I hated to tell him that he had at least a decade to go. “A long time, buddy.”

He grabbed his Yu-Gi-Oh book bag and his Darth Vader lunch box—he believes in having broad interests—and climbed out of the van. “So there's no way at all I can hurry this up?”

“Afraid not, honey,” I said.

Then he turned, very dejected, and walked into his building as the bell rang. Poor kid. I hated school, too, when I was younger. Well, I loved to
learn
and I still love to, but that's not the same thing as liking school. Matthew was just like me.

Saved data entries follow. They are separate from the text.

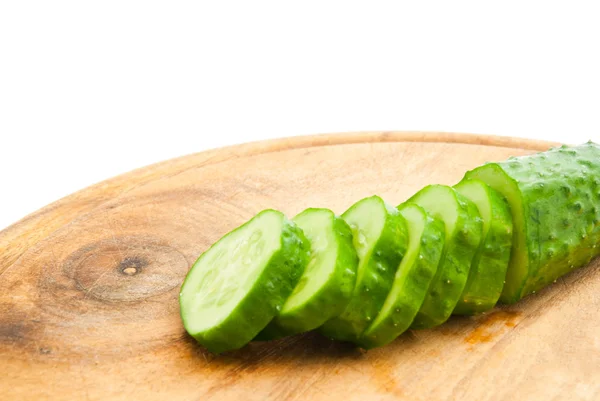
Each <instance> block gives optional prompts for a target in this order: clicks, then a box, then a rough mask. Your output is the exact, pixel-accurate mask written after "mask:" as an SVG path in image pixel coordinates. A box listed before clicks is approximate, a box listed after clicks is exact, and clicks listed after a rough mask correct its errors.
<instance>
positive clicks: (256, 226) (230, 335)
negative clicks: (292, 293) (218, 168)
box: [179, 210, 310, 352]
mask: <svg viewBox="0 0 600 401" xmlns="http://www.w3.org/2000/svg"><path fill="white" fill-rule="evenodd" d="M309 254H310V244H309V242H308V240H307V239H306V237H305V236H304V234H303V233H302V230H301V229H300V228H298V226H297V225H296V224H295V223H293V222H291V221H289V220H287V219H286V218H285V216H284V215H283V214H282V213H280V212H278V211H275V210H265V211H263V212H261V213H259V214H258V215H256V216H255V217H254V218H253V219H251V220H250V221H249V222H247V223H245V224H244V225H242V226H241V227H239V228H237V229H235V230H233V231H231V232H230V233H229V234H227V235H225V236H224V237H223V238H221V239H220V240H219V241H218V242H216V243H215V244H214V245H213V246H211V247H210V248H209V249H208V250H207V251H206V252H204V253H203V254H202V255H201V256H200V258H199V259H198V260H197V261H196V263H195V264H194V266H193V267H192V269H191V270H190V271H189V273H188V275H187V276H186V278H185V281H184V283H183V286H182V287H181V293H180V298H179V302H180V308H181V317H182V320H183V325H184V327H185V329H186V331H187V332H188V333H189V334H190V335H191V336H192V337H194V338H195V339H196V340H197V341H198V342H199V343H200V344H202V345H203V346H205V347H206V348H207V349H208V350H210V351H212V352H224V351H228V350H233V349H237V348H241V347H243V346H244V345H245V344H247V343H248V342H249V341H250V340H252V338H254V337H255V336H256V334H257V333H258V332H259V331H260V330H262V329H263V328H264V327H265V326H266V325H267V324H268V323H269V321H270V320H271V319H272V318H273V317H274V316H275V315H276V314H277V312H278V311H279V310H281V308H282V306H283V304H284V302H285V300H286V299H287V298H288V296H289V295H290V294H291V293H292V290H293V289H294V287H295V286H296V284H297V282H298V280H299V278H300V276H301V275H302V273H303V271H304V268H305V267H306V264H307V263H308V260H309Z"/></svg>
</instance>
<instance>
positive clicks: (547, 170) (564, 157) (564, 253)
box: [465, 142, 600, 303]
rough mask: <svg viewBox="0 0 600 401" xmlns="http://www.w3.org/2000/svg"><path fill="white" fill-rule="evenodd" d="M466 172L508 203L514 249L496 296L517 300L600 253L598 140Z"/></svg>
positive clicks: (513, 302) (466, 176) (523, 296)
mask: <svg viewBox="0 0 600 401" xmlns="http://www.w3.org/2000/svg"><path fill="white" fill-rule="evenodd" d="M465 178H467V179H479V180H481V181H483V182H485V183H486V184H488V185H490V186H491V187H492V188H494V189H495V190H496V191H498V192H500V193H501V194H502V195H504V197H505V198H506V199H507V200H508V203H509V205H510V208H511V212H512V215H513V224H514V229H513V249H512V253H511V260H510V264H509V267H508V273H507V275H506V284H505V285H504V289H503V291H502V295H501V296H500V301H501V302H504V303H514V302H517V301H518V300H519V299H521V298H522V297H524V296H526V295H528V294H530V293H532V292H535V291H536V290H539V289H540V288H542V287H544V286H546V285H548V284H550V283H552V282H553V281H554V280H556V279H557V278H558V277H560V276H562V275H564V274H566V273H568V272H570V271H572V270H574V269H575V268H578V267H581V266H583V265H585V264H587V263H588V262H589V261H590V260H591V258H593V257H594V256H597V255H598V254H600V246H599V245H598V244H599V243H600V146H599V145H596V144H594V143H592V142H589V143H587V144H585V145H581V146H576V147H572V148H569V147H566V146H563V147H561V148H556V149H551V150H550V151H548V152H543V153H538V154H534V155H531V156H523V157H518V158H517V157H513V158H510V159H508V160H507V161H504V162H500V163H489V164H486V165H484V166H481V167H478V168H476V169H475V170H473V171H470V172H468V173H467V174H466V175H465Z"/></svg>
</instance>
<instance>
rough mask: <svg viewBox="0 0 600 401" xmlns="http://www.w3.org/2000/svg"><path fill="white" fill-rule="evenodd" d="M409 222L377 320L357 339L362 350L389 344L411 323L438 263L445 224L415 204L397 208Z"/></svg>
mask: <svg viewBox="0 0 600 401" xmlns="http://www.w3.org/2000/svg"><path fill="white" fill-rule="evenodd" d="M399 210H400V213H401V214H402V216H404V218H405V219H406V222H407V223H408V234H409V235H408V250H407V252H406V255H405V256H404V258H403V259H402V262H401V263H400V266H399V267H398V270H397V271H396V277H395V278H394V283H393V286H392V290H391V291H390V293H389V294H388V296H387V298H386V300H385V303H384V304H383V307H382V308H381V311H380V312H379V314H378V315H377V318H376V319H375V320H374V321H373V323H372V324H371V325H370V326H369V327H368V328H367V330H366V331H365V332H364V333H363V335H362V336H361V337H360V338H359V340H358V343H359V344H360V345H362V346H363V347H365V348H374V347H379V346H382V345H385V344H388V343H390V342H391V341H393V340H394V339H395V338H396V337H398V336H399V335H400V334H402V333H403V332H404V331H405V330H406V329H408V328H409V327H410V325H411V323H412V322H413V320H414V318H415V316H416V314H417V312H418V311H419V309H420V308H421V305H422V304H423V301H424V300H425V295H426V294H427V290H428V288H429V285H430V284H431V280H432V279H433V277H434V275H435V272H436V270H437V268H438V265H439V263H440V259H441V257H442V251H443V249H444V244H445V242H446V233H445V228H444V223H443V222H442V221H441V220H439V219H437V218H434V217H432V216H430V215H429V214H427V212H425V210H424V209H423V208H422V207H420V206H417V205H414V204H404V205H400V206H399Z"/></svg>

I probably would have liked school much better if I could have taken all the other children out of it—too many judging eyes for my unconventional self—and I suspected that was Matthew's issue, too.

When we lived in town, the kids used to walk to school unless the weather was bad. Now that we were out in the country, several miles from town and the school, they either rode the bus or I'd drop them off on my way to do something. Just as I was doing now.

I drove over to Wisteria and stopped by my mother and Colin's for breakfast as I waited for the library to open. It was a spur-of-the-moment thing, because that's the way I always was. My best friend, Collette, says I'm too tame and not spontaneous enough, but I think I do all right.

Colin was at the office, but my mother was waiting with a butterscotch/brown sugar breakfast roll type of thing, as if she knew I would be coming. I kept thinking that this built-in sense of knowing when people were about to arrive at my house would kick in any day, since my mother seemed to have had it her whole life, but so far, no luck. People showed up at my door and they got a bowl of cereal or Fritos, depending on the time of day that they arrived.

My mom, for the record, is very pretty. Not in that “Oh, gee, I hate you” sort of way, but in that “Wow, I'm enthralled” way. She really does have that effect on people. Which can be a bit annoying when you're standing next to her, looking like your father. That's okay, because one thing I can say about my mom is that she's not arrogant about it in the least. She's always very humble and very polite when people gush about her beautiful doe eyes and her creamy skin. It never goes to her head, and most of the time, she actually still blushes. Part of her allure is the way she holds herself. She comes across as somebody who's gone to finishing school, when in actuality she never graduated from high school—due to an unfortunate encounter with polio—and grew up barefoot and wild as a polecat in the hills of West Virginia. I'm not sure where the magical metamorphosis occurred, but it did. I'm still waiting for my metamorphosis.